There was nothing written here she hadn’t told him the day he’d met her, but Mick folded her notes and put them in the breast pocket of his jacket, then continued his search.

Sophie might write notes about blood and violent death, but as Mick began searching through her underclothes, he noticed that she also had a fondness for pretty things.

For Mick, who had spent much of his boyhood living among prostitutes in the East End, what women wore under their dresses had never been a mystery. But among the various lace-trimmed corsets, petticoats, chemises, combinations, and garters in the drawers of Sophie’s dressing table, he found something that did surprise him. He lifted a piece of pink muslin out of the drawer, and the distinct shape of the garment made him grin. It was unmistakably a bust improver.

His fingers tightened around the fabric, and he closed his eyes. His grin faded as he held the garment in his hands, inhaled that special fragrance she wore, and remembered each and every luscious curve of her body. He’d explored those curves in his flat that night just long enough to fire his imagination, but he knew
enough to say for certain that Sophie Haversham’s shapely body didn’t need any improvements.

Reluctantly, he returned the bust improver to the drawer, closed it, and opened the one below. The sight of her stockings immediately brought an image of her legs to his mind.

Bloody hell
.

He shoved that delectable and dangerous vision out of his mind.
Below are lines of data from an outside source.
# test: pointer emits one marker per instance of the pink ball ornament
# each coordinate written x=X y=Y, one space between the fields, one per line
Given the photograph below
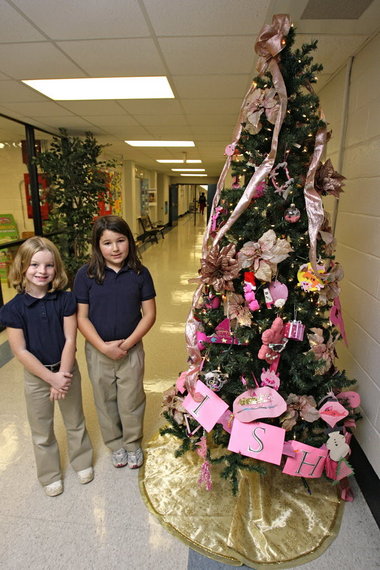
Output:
x=279 y=293
x=292 y=214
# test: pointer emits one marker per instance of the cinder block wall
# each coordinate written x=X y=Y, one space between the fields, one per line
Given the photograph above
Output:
x=358 y=232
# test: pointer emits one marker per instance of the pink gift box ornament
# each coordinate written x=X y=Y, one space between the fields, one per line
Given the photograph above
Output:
x=221 y=335
x=352 y=398
x=258 y=403
x=259 y=440
x=332 y=412
x=212 y=302
x=294 y=330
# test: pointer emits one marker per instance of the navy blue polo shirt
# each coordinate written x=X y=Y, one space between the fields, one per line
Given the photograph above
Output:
x=41 y=321
x=114 y=305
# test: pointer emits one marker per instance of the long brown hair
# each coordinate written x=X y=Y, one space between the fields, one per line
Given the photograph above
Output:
x=22 y=260
x=96 y=267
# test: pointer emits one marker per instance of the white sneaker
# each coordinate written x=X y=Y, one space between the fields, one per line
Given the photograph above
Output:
x=86 y=475
x=135 y=458
x=54 y=489
x=119 y=458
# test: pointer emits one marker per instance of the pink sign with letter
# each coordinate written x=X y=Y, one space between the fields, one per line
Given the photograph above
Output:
x=207 y=409
x=259 y=440
x=307 y=462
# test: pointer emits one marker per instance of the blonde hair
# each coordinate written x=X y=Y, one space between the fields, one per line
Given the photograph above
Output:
x=23 y=258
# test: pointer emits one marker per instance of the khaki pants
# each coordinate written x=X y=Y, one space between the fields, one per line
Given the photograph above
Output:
x=119 y=396
x=40 y=412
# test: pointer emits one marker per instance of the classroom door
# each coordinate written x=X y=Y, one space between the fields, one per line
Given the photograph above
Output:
x=173 y=204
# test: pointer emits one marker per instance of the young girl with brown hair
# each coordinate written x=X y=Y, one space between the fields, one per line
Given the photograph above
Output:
x=116 y=308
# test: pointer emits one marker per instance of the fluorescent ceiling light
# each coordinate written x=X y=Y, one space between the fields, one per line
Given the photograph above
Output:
x=188 y=169
x=178 y=161
x=91 y=88
x=160 y=143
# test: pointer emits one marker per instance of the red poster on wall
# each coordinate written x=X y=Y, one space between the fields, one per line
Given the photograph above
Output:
x=104 y=204
x=42 y=186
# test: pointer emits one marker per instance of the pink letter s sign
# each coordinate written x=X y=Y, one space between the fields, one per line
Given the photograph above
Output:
x=259 y=440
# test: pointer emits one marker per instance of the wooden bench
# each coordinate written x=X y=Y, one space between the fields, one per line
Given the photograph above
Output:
x=151 y=226
x=147 y=235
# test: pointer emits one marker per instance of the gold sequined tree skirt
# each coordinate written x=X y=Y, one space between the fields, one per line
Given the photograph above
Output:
x=273 y=522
He buried his hands in the untidy pile of filmy stockings that filled the drawer, and the delicate silk caught on the calluses of his hands as he searched.

When his fingers closed around something hard, he pulled it out of the drawer. It was a rather lumpy object rolled in a stocking. He unwrapped it, and what he saw caused him to give a low whistle.

“I’ll be damned.” He stared down at the diamonds and emeralds in his palm with surprise and appreciation, knowing full well he had in his hands the missing necklace of Sophie’s cousin, Lady Fortescue. This piece matched the description he’d read in the police report in every detail, including the tiny lion’s head clasp. What was it doing hidden among Sophie’s stockings?

She was a cousin of Lord Fortescue, but if she had merely borrowed the necklace, the viscountess would not have reported it stolen. Mick had met plenty of thieves in his life, and he wouldn’t have thought Sophie to be that type, although a woman who liked pretty underclothes might be tempted to steal pretty jewels, and a woman who was poor might steal them to sell. Either way, she was not so innocent as she pretended to be.

Mick stood up and slipped the emeralds into the pocket of his trousers. He intended to find out why the necklace was in Sophie’s room, and he was also going to find out whom she was protecting. If he went about it the right way, he might be able to accomplish both goals at the same time.